Progesterone inhibits endometrial cancer invasiveness by inhibiting the TGFß pathway.

Increased expression of TGFß isoforms in human endometrial cancer correlates with decreased survival and poor prognosis. Progesterone has been shown to exert a chemoprotective effect against endometrial cancer, and previous animal models have suggested that these effects are accompanied by changes in TGFß. The goal of this study was to characterize the effect of progesterone on TGFß signaling pathway components and on TGFß-induced protumorigenic activities in endometrial cancer cell lines. Progesterone significantly decreased expression of three TGFß isoforms at 72 hours after treatment except for TGFß2 in HEC-1B and TGFß3 in Ishikawa cells. Progesterone treatment for 120 hours attenuated expression of the three isoforms in all cell lines. Progesterone exposure for 72 hours reduced expression of TGFß receptors in HEC-1B cells and all but TGFßR1 in Ishikawa cells. Progesterone reduced TGFßR3 expression in RL-95 cells at 72 hours, but TGFßR1 and ßR2 expression levels were not affected by progesterone at any time point. SMAD2/3 and pSMAD2/3 were substantially reduced at 72 hours in all cell lines. SMAD4 expression was reduced in RL-95 cells at 24 hours and in HEC-1B and Ishikawa cells at 72 hours following progesterone treatment. Furthermore, progesterone effectively inhibited basal and TGFß1-induced cancer cell viability and invasion, which was accompanied by increased E-cadherin and decreased vimentin expression. An inhibitor of TGFßRI blocked TGFß1-induced effects on cell viability and invasion and attenuated antitumor effects of progesterone. These results suggest that downregulation of TGFß signaling is a key mechanism underlying progesterone inhibition of endometrial cancer growth.

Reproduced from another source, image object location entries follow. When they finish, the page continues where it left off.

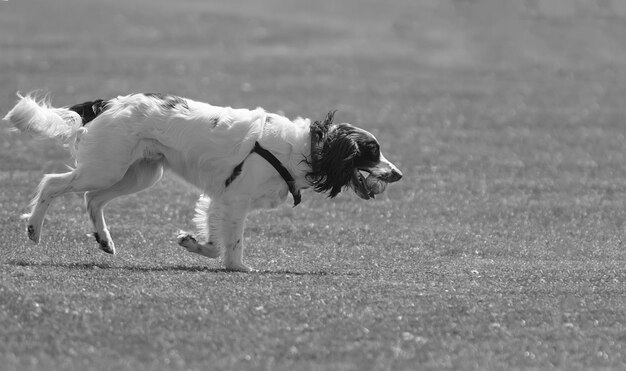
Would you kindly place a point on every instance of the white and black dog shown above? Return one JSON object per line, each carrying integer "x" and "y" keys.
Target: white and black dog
{"x": 240, "y": 159}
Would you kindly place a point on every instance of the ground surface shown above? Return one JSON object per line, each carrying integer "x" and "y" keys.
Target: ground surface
{"x": 502, "y": 247}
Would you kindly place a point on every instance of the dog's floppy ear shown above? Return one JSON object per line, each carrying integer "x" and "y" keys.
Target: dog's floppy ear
{"x": 333, "y": 149}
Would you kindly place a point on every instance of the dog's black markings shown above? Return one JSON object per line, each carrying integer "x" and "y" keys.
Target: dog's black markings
{"x": 90, "y": 110}
{"x": 235, "y": 174}
{"x": 282, "y": 170}
{"x": 168, "y": 101}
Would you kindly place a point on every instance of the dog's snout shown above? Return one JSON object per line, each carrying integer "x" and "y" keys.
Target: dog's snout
{"x": 395, "y": 175}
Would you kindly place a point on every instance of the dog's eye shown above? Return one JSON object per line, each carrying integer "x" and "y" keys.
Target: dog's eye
{"x": 373, "y": 150}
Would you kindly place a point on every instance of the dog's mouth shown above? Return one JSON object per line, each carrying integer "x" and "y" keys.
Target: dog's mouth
{"x": 358, "y": 184}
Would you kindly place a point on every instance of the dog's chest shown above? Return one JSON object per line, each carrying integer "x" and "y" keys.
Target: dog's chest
{"x": 270, "y": 196}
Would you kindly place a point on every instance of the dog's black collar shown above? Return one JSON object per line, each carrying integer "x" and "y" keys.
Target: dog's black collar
{"x": 282, "y": 170}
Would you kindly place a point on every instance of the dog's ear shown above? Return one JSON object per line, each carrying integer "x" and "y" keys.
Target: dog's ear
{"x": 333, "y": 164}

Progesterone enhances calcitriol antitumor activity by upregulating vitamin D receptor expression and promoting apoptosis in endometrial cancer cells.

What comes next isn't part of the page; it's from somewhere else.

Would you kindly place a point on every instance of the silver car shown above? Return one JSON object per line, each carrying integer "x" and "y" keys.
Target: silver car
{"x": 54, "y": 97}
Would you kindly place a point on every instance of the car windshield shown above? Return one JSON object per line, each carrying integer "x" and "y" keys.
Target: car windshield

Human studies suggest that progesterone and calcitriol may prove beneficial in preventing or inhibiting oncogenesis, but the underlying mechanism is not fully understood. The current study investigates the effects of progesterone, calcitriol, and their combination on immortalized human endometrial epithelial cells and endometrial cancer cells and identifies their targets of action. Combination treatment with both agents enhanced vitamin D receptor expression and inhibited cell proliferation through caspase-3 activation and induction of G0-G1 cell-cycle arrest with associated downregulation of cyclins D1 and D3 and p27 induction. We used mass spectrometry-based proteomics to measure protein abundance differences between calcitriol-, progesterone-, or combination-exposed endometrial cells. A total of 117 proteins showed differential expression among these three treatments. Four proteins were then selected for validation studies: histone H1.4 (HIST1H1E), histidine triad nucleotide-binding protein 2 (HINT2), IFN-induced, double-stranded RNA-activated protein kinase (EIF2AK2), and Bcl-2-associated X protein (BAX). Abundance levels of selected candidates were low in endometrial cancer cell lines versus the immortalized endometrial epithelial cell line. All four proteins displayed elevated expression in cancer cells upon exposure to calcitriol, progesterone, or the combination. Further BAX analysis through gain- or loss-of-function experiments revealed that upregulation of BAX decreased cell proliferation by changing the BAX:BCL-2 ratio. Knockdown of BAX attenuated progesterone- and calcitriol-induced cell growth inhibition. Our results showed that progesterone and calcitriol upregulate the expression of BAX along with other apoptosis-related proteins, which induce inhibition of endometrial cancer cell growth by apoptosis and cell-cycle arrest.